漫画版とアニメは、その入口にダンカを残した。
だからサスケが現れる前から、
すでに「襲われた人物がいる」という具体的な被害が見えている。
双剣使い。
死の穢れ。
ダンカの負傷。
そこから本人らしいサスケへつながるため、
敵側の異常が少し早く見え始める。

この違いは、どちらが詳しいという話ではない。
Web版は、チヨメがサスケ本人と向き合う場面へ強く寄せる。
漫画版は、そこへ行くまでにダンカという証人を残す。
アニメ第9話は後者へ近い。
同じ南大陸編でも、疑問を出す順番が違っている。

だから第9話のダンカ再登場を見て、
「原作と違う」と感じたのは間違いではない。
Web版とは確かに違う。
ただしアニメ独自に突然追加したわけでもない。
コミカライズ第6巻ですでに使われていた再会を取り込み、
第8話から続くサスケの疑いを第9話へそのまま運んでいる。

この違いを知ると、
ダンカ再登場はかなり意図のある変更に見える。
人物を一人増やしたのではない。
ダンカを残すことで、
襲撃された事実とサスケの異変を離さない。
漫画版で加えられた補足を使い、
アニメでも第8話と第9話を一本につないでいる。

第7章 アニメ第9話は「原作改変」より漫画版の補足を採用した回と見る方が近い

※この章は、アニメ第9話より先の原作Web版・コミカライズの内容に一部触れます。今後のサスケやタジエント編を先に知りたくない方はご注意ください。

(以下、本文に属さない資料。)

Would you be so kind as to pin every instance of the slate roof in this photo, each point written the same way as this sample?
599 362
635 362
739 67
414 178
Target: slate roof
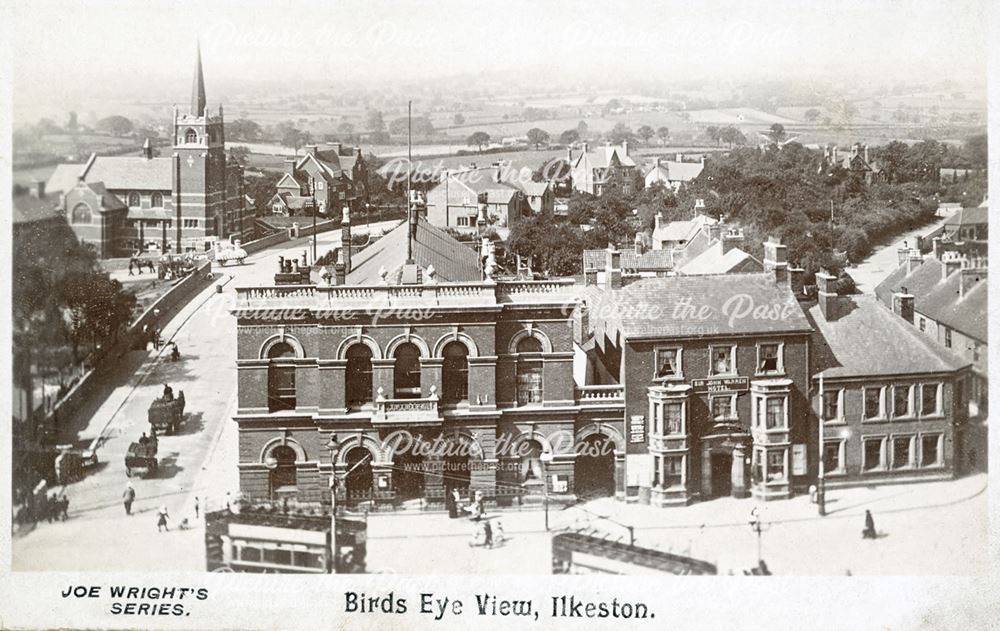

ダンカ再登場は、アニメだけで急に足された場面ではない

第9話のダンカ再登場を見て、
Web版を読んでいた人が違和感を持つのは自然。
Web版では、この時点でダンカは一行へ合流していない。
アークたちはそのまま虎人族、黒巨人ジャミアント、タジエントへ進んでいく。
だからWeb版だけを基準にすると、
「ここでダンカが戻ってくるのは原作と違う」と見える。

でも漫画版まで含めると、話は変わる。
コミカライズ第6巻では、
アークたちが南大陸へ渡った後、
虎人族の集落へ向かう途中でダンカ本人と再会する。
そのまま黒巨人の異変へ近づいていく。
第9話の流れは、この漫画版へかなり近い。

つまりアニメが、
何もないところからダンカを追加したわけではない。
Web版で省かれていた再会を、
コミカライズ側が先に補っている。
アニメは、その漫画版の人物配置を採用した。
「完全なアニメオリジナル」より、
「漫画版で追加された流れを映像へ持ち込んだ」と見る方が合っている。

この違いは、原作比較記事としてかなり重要。
Web版。
コミカライズ。
アニメ。
三つを一列に並べると、
同じ南大陸編でも人物の動かし方が少しずつ違う。
大きな事件は同じでも、
誰がその場にいるかで情報の伝わり方が変わる。

第9話では特にダンカの存在が効いている。
第8話で双剣使いに襲われた本人。
サスケを疑う切っ掛けになった人物。
死の穢れを感じた証人。
そのダンカを第9話でも残すことで、
前回の事件がそのまま現在へ続いているように見える。

もしWeb版通りにダンカが外れたままだったら、
第9話はチヨメがサスケ本人へ近づく流れが中心になる。
実際、Web版ではそれで成立している。
でもアニメは、
第8話でダンカの襲撃をかなり印象的に扱った。
だから次の第9話でも本人を残した方が、
視聴者には話を追いやすい。

ここを見ると、
アニメ第9話のダンカ再登場は、
単なるサービスではない。
サスケ編へ入るための情報を、
前回から切らさずつなぐ役になっている。
Web版との差はある。
でも漫画版という中間の形が先に存在する。
この三段階で見ると、変更の位置づけがかなり分かりやすくなる。

ダンカを残したことで「サスケに何が起きた?」へ自然に進めるようになった

第9話で一番大きいのは、
ダンカ自身の再登場より、
その再登場がサスケへどうつながるか。
第8話では、
ダンカを襲った双剣使いがサスケではないかと疑われる。
第9話では、
そのダンカを追う形で一行が南大陸を進む。
さらに本人と合流し、
その先で本当にサスケらしい人物が姿を見せる。

この順番なら、
視聴者の中で情報が切れにくい。
ダンカが襲われた。
双剣使いだった。
死の穢れがあった。
サスケが疑われた。
そして本人らしい姿が出る。
第8話と第9話が、
一つの追跡としてつながって見える。

チヨメの感情も同じ。
兄のように慕ったサスケを信じたい。
でもダンカは実際に傷を負っている。
しかも死の穢れという普通ではない要素まである。
そのダンカが目の前にいる状態でサスケを見るから、
「会えてよかった」だけでは済まない。
再会した瞬間から疑いと不安が残る。

第1期からチヨメは、
同族が理不尽に扱われる状況へ何度も飛び込んできた。
捕らえられた山野の民を助ける。
ゴエモンやアークと共闘する。
助けられなかった者にも向き合う。
そんなチヨメにとって、
同族のダンカが襲われた事実は軽くない。
サスケが相手かもしれないからといって、
なかったことにはできない。

そのうえ第9話では黒巨人ジャミアントまで現れる。
サスケが逃げる。
黒巨人が追う。
チヨメがサスケを追う。
アークたちも事件へ巻き込まれる。
ダンカの襲撃から始まった疑問が、
街全体の異変へ広がっていく。
ここまで来ると、再登場したダンカも一つの入口だったと分かる。

Web版は、
サスケ本人の異変を直接見せる力が強い。
漫画版とアニメは、
そこへ行く前にダンカを置き、
証言と被害を残したまま進める。
どちらもサスケの異変へ向かう。
ただ、読者と視聴者へ情報を渡す順番が違う。

だから第9話のダンカ再登場を、
単純に「原作と違う場面」とだけ見るのは少しもったいない。
Web版にはない。
漫画版にはある。
アニメは漫画版に近い。
その違いを知ると、
ダンカをここで再登場させたことで第8話と第9話が強くつながったことまで見えてくる。

最終的に分かるのは、
アニメ第9話がWeb版をそのまま映像化した回ではないということ。
一方で、完全なアニメ独自展開でもない。
コミカライズで加えられた再会を取り入れ、
ダンカ、サスケ、死の穢れ、黒巨人の流れを一本につないでいる。
「ダンカってここにいたっけ?」という小さな違和感を追うと、
アニメが漫画版から何を拾ったのかまで見えてくる。